Approximately two seconds after Microsoft let people poke around with its new ChatGPT-powered Bing search engine, people started finding that it responded to some questions with incorrect or nonsensical answers, such as conspiracy theories. Google had an embarrassing moment when scientists spotted a factual error in the company’s own advertisement for its chatbot Bard, which subsequently wiped $100 billion off its share price.
What makes all of this all the more shocking is that it came as a surprise to precisely no one who has been paying attention to AI language models.
Here’s the problem: the technology is simply not ready to be used like this at this scale. AI language models are notorious bullshitters, often presenting falsehoods as facts. They are excellent at predicting the next word in a sentence, but they have no knowledge of what the sentence actually means. That makes it incredibly dangerous to combine them with search, where it’s crucial to get the facts straight.

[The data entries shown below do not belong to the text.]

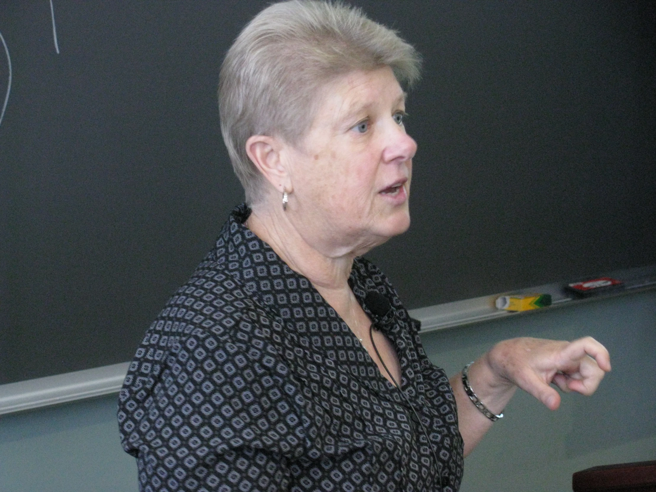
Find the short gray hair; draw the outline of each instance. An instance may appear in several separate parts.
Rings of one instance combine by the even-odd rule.
[[[262,10],[237,37],[221,67],[221,133],[249,203],[263,176],[246,154],[252,135],[295,145],[314,119],[319,90],[340,75],[390,67],[409,87],[420,56],[396,33],[340,2],[291,0]]]

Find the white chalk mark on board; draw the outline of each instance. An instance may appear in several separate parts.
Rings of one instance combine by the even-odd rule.
[[[52,39],[54,39],[54,49],[59,54],[59,44],[57,43],[57,27],[54,25],[54,7],[52,7],[52,0],[50,0],[50,14],[52,18]]]
[[[7,109],[7,103],[9,100],[9,92],[11,91],[11,58],[9,56],[9,49],[7,47],[7,43],[5,38],[0,32],[0,41],[2,41],[2,45],[5,47],[5,52],[7,53],[7,62],[9,67],[9,81],[7,84],[7,95],[5,96],[5,104],[2,105],[2,112],[0,113],[0,125],[2,124],[2,119],[5,117],[5,110]]]

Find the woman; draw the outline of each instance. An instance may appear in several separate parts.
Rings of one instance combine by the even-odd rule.
[[[457,491],[518,386],[592,394],[592,338],[496,345],[450,381],[360,256],[409,225],[412,48],[358,10],[272,5],[222,68],[222,131],[246,193],[151,325],[119,420],[146,491]]]

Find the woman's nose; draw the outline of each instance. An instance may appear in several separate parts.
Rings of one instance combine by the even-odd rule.
[[[401,163],[415,157],[417,142],[405,133],[405,128],[396,122],[394,125],[395,127],[390,128],[384,136],[382,158],[385,162],[398,161],[398,163]]]

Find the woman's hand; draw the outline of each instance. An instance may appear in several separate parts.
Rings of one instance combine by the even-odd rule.
[[[520,338],[494,346],[469,369],[469,382],[487,409],[500,413],[521,388],[555,410],[563,391],[591,395],[611,370],[608,351],[594,338],[573,342]],[[464,441],[464,455],[476,447],[492,422],[472,403],[464,392],[460,373],[451,379],[458,406],[458,426]]]
[[[550,410],[560,405],[560,396],[550,384],[590,396],[611,370],[608,351],[591,337],[573,342],[512,338],[497,344],[483,358],[501,381],[521,388]]]

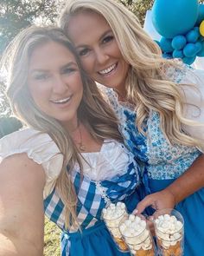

OpenAI, the creator of the hit AI chatbot ChatGPT, has always emphasized that it is still just a research project, and that it is constantly improving as it receives people’s feedback. That hasn’t stopped Microsoft from integrating it into a new version of Bing, albeit with caveats that the search results might not be reliable.
Google has been using natural-language processing for years to help people search the internet using whole sentences instead of keywords. However, until now the company has been reluctant to integrate its own AI chatbot technology into its signature search engine, says Chirag Shah, a professor at the University of Washington who specializes in online search. Google’s leadership has been worried about the “reputational risk” of rushing out a ChatGPT-like tool. The irony!
The recent blunders from Big Tech don’t mean that AI-powered search is a lost cause. One way Google and Microsoft have tried to make their AI-generated search summaries more accurate is by offering citations. Linking to sources allows users to better understand where the search engine is getting its information, says Margaret Mitchell, a researcher and ethicist at the AI startup Hugging Face, who used to lead Google’s AI ethics team.
This might even help give people a more diverse take on things, she says, by nudging them to consider more sources than they might have done otherwise.
But that does nothing to address the fundamental problem that these AI models make up information and confidently present falsehoods as fact. And when AI-generated text looks authoritative and cites sources, that could ironically make users even less likely to double-check the information they’re seeing.